A major difference is the arrangement of the homes to the street. Here, the homes (for the most part) are set back, skewed from the street, and in some cases, not visible due to landscape or topography. This allows for privacy, proper siting for solar gain/protection, and the ability to have a style of one's choosing. On my street alone, we have 8 completely different styles of home out of 12 properties. But, as I have stated before, we have a minimum 2 acre zoning in the entire town. This allows for such freedom (at the cost of density and proximity).
In contrast, when you walk through anywhere inside of Route 128 (with minor high end exceptions), most housing faces the street. It's front door mandated in some zoning ordinances must be forward facing. The distance from the street is usually whatever the local zone mandates, and in some cases, the width of the house is exactly the width of the lot minus whatever forced mandated zoning pertains to the lot. Walking down these streets, it is like being in a military parade, all of the soldiers lined up at attention, most in a neighborhood looking similar enough to resemble a monolithic front to all those who pass by in the parade of the street. As you get into urban neighborhoods, homes are replaced with townhouses, rowhouses and in some cases, large, soviet style (ok, that may be over the top) apartment blocks.
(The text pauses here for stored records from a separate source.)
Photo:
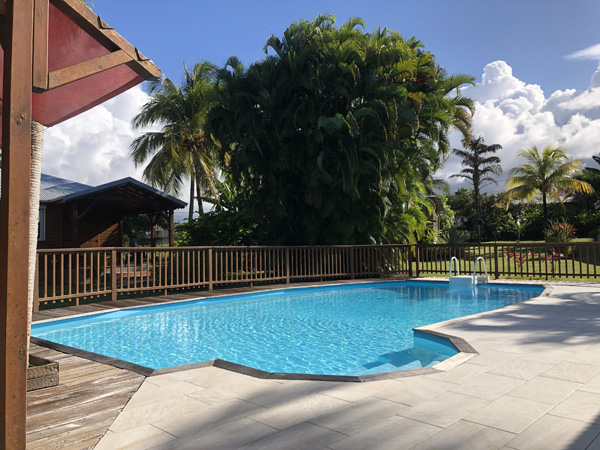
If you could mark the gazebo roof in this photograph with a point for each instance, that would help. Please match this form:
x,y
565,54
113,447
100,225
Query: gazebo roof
x,y
127,195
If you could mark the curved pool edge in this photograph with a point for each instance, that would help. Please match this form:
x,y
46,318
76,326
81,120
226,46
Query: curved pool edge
x,y
466,351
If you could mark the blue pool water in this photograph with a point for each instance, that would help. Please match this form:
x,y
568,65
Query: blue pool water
x,y
355,329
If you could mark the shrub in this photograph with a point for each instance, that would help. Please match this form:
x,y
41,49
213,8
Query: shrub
x,y
559,232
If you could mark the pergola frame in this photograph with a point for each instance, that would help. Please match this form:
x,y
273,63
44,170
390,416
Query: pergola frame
x,y
25,43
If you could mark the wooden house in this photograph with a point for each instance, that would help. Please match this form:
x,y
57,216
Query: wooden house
x,y
76,215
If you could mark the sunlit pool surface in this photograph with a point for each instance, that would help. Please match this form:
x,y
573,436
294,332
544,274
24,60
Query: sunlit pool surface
x,y
355,329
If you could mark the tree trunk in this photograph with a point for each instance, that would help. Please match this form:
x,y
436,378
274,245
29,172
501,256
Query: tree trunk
x,y
191,209
37,149
199,196
545,208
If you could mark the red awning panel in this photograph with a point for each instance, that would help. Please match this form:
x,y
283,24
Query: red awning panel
x,y
69,45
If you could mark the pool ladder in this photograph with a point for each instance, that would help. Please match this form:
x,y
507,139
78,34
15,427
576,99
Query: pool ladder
x,y
466,280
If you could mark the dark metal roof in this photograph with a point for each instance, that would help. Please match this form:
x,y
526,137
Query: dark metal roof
x,y
54,188
127,195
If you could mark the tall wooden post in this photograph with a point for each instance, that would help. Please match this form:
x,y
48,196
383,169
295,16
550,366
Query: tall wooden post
x,y
74,224
14,221
153,223
171,228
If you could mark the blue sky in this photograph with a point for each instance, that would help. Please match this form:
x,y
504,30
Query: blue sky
x,y
532,36
536,63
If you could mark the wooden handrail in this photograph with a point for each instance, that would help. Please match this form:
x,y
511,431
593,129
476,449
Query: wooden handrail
x,y
71,275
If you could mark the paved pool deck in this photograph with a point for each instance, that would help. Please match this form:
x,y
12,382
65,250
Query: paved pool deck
x,y
534,384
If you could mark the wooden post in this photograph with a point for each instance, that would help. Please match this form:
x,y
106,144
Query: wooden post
x,y
287,265
497,269
36,285
417,257
210,270
74,225
14,221
171,228
153,222
113,275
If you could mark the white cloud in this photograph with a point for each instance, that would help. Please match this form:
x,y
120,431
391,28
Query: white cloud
x,y
591,52
93,148
517,115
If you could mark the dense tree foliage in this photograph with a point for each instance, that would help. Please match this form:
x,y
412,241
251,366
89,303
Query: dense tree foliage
x,y
549,173
479,167
335,136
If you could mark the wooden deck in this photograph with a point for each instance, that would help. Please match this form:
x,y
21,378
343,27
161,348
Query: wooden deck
x,y
75,414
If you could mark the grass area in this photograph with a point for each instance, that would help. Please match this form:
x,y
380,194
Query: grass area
x,y
560,263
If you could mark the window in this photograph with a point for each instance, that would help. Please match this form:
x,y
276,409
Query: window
x,y
42,224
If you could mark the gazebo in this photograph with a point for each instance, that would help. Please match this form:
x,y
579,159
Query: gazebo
x,y
74,215
59,59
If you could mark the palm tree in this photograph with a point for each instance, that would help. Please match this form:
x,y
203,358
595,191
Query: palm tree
x,y
550,174
180,149
479,168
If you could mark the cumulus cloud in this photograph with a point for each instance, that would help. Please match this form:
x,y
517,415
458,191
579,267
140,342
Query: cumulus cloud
x,y
93,148
518,115
591,52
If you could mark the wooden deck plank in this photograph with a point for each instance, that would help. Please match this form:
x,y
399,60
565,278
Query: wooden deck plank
x,y
75,414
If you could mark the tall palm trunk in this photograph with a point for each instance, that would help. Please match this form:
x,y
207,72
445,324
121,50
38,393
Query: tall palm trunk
x,y
191,209
37,149
199,196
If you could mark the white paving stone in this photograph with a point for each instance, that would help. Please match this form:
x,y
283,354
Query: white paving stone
x,y
535,384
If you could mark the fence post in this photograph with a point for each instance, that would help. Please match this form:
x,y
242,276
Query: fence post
x,y
497,269
417,258
287,265
113,275
36,284
210,270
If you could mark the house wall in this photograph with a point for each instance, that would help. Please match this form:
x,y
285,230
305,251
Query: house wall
x,y
97,228
100,228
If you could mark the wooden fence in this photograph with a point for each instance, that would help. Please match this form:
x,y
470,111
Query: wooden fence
x,y
73,275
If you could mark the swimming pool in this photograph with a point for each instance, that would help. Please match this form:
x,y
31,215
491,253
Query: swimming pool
x,y
354,329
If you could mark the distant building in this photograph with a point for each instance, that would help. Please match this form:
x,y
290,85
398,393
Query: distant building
x,y
76,215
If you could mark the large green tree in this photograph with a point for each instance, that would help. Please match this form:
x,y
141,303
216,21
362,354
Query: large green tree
x,y
549,174
180,150
479,166
337,132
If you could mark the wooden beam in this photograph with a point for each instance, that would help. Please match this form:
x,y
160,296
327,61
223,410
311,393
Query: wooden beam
x,y
85,69
87,210
40,45
17,42
107,36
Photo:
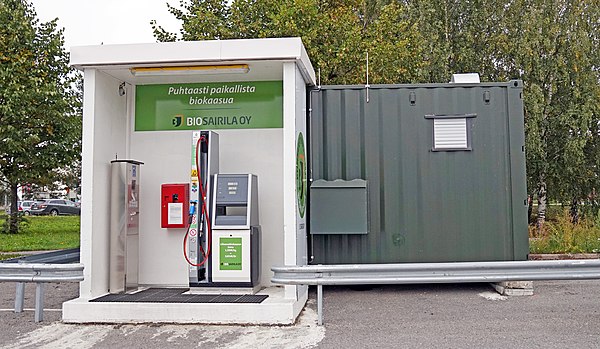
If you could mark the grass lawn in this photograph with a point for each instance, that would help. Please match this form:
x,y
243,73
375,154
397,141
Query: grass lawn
x,y
42,233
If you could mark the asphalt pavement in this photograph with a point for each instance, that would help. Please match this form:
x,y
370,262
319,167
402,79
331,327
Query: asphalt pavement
x,y
563,314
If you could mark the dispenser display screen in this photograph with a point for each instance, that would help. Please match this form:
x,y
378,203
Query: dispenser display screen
x,y
230,253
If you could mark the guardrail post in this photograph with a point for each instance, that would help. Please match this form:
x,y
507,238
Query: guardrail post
x,y
20,297
39,302
320,304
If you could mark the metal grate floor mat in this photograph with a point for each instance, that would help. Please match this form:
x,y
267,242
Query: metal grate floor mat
x,y
175,295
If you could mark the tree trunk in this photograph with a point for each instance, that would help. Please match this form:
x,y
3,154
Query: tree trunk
x,y
541,207
13,225
529,208
574,211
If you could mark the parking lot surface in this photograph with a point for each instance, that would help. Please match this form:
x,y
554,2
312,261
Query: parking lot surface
x,y
561,314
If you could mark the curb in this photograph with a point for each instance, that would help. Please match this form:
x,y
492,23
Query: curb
x,y
562,256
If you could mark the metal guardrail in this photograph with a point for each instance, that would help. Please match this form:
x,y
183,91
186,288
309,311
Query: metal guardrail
x,y
39,274
54,257
424,273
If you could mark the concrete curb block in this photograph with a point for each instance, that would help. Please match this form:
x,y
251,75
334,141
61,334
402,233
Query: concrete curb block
x,y
562,256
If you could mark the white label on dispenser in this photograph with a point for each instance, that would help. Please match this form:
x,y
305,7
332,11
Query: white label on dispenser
x,y
175,213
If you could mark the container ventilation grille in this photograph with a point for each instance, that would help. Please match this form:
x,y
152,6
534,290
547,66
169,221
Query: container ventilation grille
x,y
450,133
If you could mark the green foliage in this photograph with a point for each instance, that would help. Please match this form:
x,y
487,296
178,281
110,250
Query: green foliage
x,y
4,256
552,45
40,122
562,236
337,34
43,233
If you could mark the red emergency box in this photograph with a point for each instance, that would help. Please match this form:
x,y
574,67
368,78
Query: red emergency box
x,y
175,201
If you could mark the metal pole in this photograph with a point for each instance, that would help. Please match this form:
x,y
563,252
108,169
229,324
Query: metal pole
x,y
320,304
20,297
39,302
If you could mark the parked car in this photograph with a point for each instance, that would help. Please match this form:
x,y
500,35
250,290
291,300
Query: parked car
x,y
23,207
55,207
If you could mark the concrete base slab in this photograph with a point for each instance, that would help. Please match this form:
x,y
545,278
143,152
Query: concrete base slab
x,y
275,310
514,288
223,290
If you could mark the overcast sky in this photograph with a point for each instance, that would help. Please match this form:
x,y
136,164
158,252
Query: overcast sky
x,y
91,22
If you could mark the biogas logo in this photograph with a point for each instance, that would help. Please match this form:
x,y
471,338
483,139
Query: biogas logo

All with decoration and pasted on front facades that evoke a deeper historical context.
One thing I notice on most of these urban properties are the window treatments. Shades, curtains, sheers, vertical AND horizontal blinds and, unfortunately, iron bars on the lower floors in some neighborhoods. All of these are ways of keeping others out of our lives. And while that is a positive in privacy and safety, it is also a way to keep the daylight out that was intended to be brought in by these mostly well placed windows. It makes me stop and think, if no one wants to have their windows open and visible, maybe the windows don't actually need to be there. They ARE a really expensive component of the built environment, only to be covered and obscured from their actual use.
I get it, no one wants to have peepers looking in. And privacy is a major goal of our domiciles, but it is a shame that these openings to the world are shut for a majority of the time. But the waste of installing beautiful (or at least functional) windows in an area where they are rarely used for their actual purpose is overwhelming. Traditional thought is that the windows on the front of the house 'connect the home to the street', but if they are always covered, do they actually disconnect the inhabitants from those on the outside, thereby creating the negative condition that was intended to be avoided by the windows on the front?